For the last 5+ years, my body’s hormonal system has been manipulated into producing little-to-no testosterone through a process called “androgen deprivation therapy” (ADT). With ADT, prostate cancer cells are deprived of testosterone, which is a fuel that helps them to thrive and proliferate, with pernicious effects. Whereas normal levels of testosterone are about 300 – 1,000 nanograms per deciliter in a man’s blood, mine has vacillated between 3ng/dl to 25 ng/dl for the last five years. Given that a prostate cancer cell’s uptake of testosterone is akin to me drinking wine on a trip to Napa Valley, I have been very grateful to be on this class of drugs that has clamped down on my cancer for the last 5+ years.


One of my favorite Led Zeppelin songs is “When the Levee Breaks.” A famous line from that song is “when the levee breaks, I’ll have no place to stay.” That’s where I find myself now, as I can no longer stay where I am at, or where I have been. Prostate cancer has found a new pathway and is no longer responding to ADT, so I need to do something different.

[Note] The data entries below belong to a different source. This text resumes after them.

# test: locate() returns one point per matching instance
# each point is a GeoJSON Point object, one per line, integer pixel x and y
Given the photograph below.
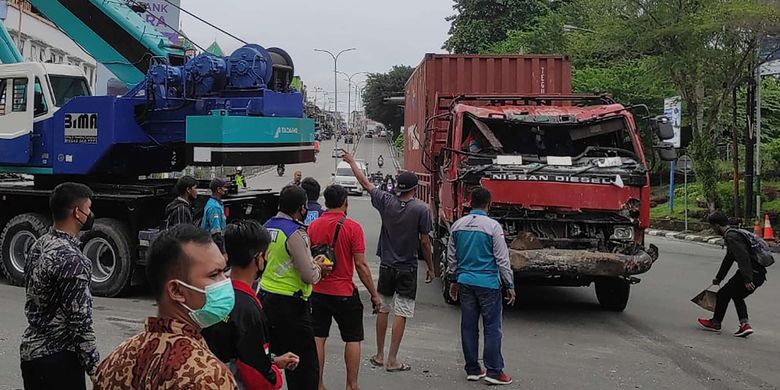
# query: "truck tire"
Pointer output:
{"type": "Point", "coordinates": [108, 246]}
{"type": "Point", "coordinates": [441, 258]}
{"type": "Point", "coordinates": [612, 293]}
{"type": "Point", "coordinates": [16, 240]}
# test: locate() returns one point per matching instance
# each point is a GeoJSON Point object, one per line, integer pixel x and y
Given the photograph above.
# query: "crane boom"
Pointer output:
{"type": "Point", "coordinates": [112, 33]}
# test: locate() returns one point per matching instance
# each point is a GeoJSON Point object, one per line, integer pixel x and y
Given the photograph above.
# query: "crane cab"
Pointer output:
{"type": "Point", "coordinates": [32, 92]}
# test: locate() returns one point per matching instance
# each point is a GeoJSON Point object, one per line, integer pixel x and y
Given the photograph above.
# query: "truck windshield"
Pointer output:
{"type": "Point", "coordinates": [67, 87]}
{"type": "Point", "coordinates": [344, 172]}
{"type": "Point", "coordinates": [544, 139]}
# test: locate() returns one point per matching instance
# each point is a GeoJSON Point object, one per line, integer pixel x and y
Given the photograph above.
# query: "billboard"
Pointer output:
{"type": "Point", "coordinates": [673, 111]}
{"type": "Point", "coordinates": [160, 14]}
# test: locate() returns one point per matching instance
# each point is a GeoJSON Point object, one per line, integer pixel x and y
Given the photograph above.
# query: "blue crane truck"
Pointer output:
{"type": "Point", "coordinates": [201, 111]}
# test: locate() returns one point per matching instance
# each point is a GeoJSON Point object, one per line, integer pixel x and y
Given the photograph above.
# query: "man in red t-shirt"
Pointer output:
{"type": "Point", "coordinates": [335, 296]}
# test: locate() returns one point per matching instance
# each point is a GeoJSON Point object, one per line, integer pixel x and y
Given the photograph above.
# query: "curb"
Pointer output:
{"type": "Point", "coordinates": [711, 240]}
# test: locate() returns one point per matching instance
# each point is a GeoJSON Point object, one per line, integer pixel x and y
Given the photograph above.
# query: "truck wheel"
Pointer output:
{"type": "Point", "coordinates": [612, 293]}
{"type": "Point", "coordinates": [18, 237]}
{"type": "Point", "coordinates": [445, 284]}
{"type": "Point", "coordinates": [107, 245]}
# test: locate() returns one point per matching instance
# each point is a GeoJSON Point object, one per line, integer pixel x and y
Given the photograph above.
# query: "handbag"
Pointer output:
{"type": "Point", "coordinates": [329, 251]}
{"type": "Point", "coordinates": [706, 299]}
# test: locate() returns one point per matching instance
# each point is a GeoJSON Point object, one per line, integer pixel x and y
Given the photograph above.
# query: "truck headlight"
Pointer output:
{"type": "Point", "coordinates": [623, 233]}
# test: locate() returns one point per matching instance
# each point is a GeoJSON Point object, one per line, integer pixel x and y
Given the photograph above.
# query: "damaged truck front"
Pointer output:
{"type": "Point", "coordinates": [568, 178]}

My medical oncologist told me the other day that the next phase of my treatment will be something of a paradox. He said that one of the “uncomfortable and counterintuitive things about your upcoming treatment is that you feel well now, but I am going to have to make you sick so that you will feel better later.” So it’s the classic Hobson’s Choice, where you are choosing to do something you don’t have to do, but yet there is no real alternative.


The levee has indeed broken on ADT and doing nothing is not a practical or wise option at this point. Thankfully, I don’t have other co-morbidities such as diabetes, heart disease, circulatory system issues, etc. I feel like I am in a good position to take this on, but it is slightly terrifying to read the “informed consent” documents that I need to sign to be accepted into the clinical trial being recommended for me.


It feels daunting to willingly enter a clinical trial that relies on a handful of unproven, non-FDA approved drugs. Yet, it would be disingenuous of me to stand on the shoulders of people that have gone through clinical trials in the past and not be willing to do it myself. Their willingness to participate has resulted in the FDA-approved drugs that have kept me alive and well for the last 8+ years. I am trying to think of it in terms of fixing your roof or waterproofing your basement before the levee truly does break and you are trying to mop away water (or rogue cells) from places they were never meant to be.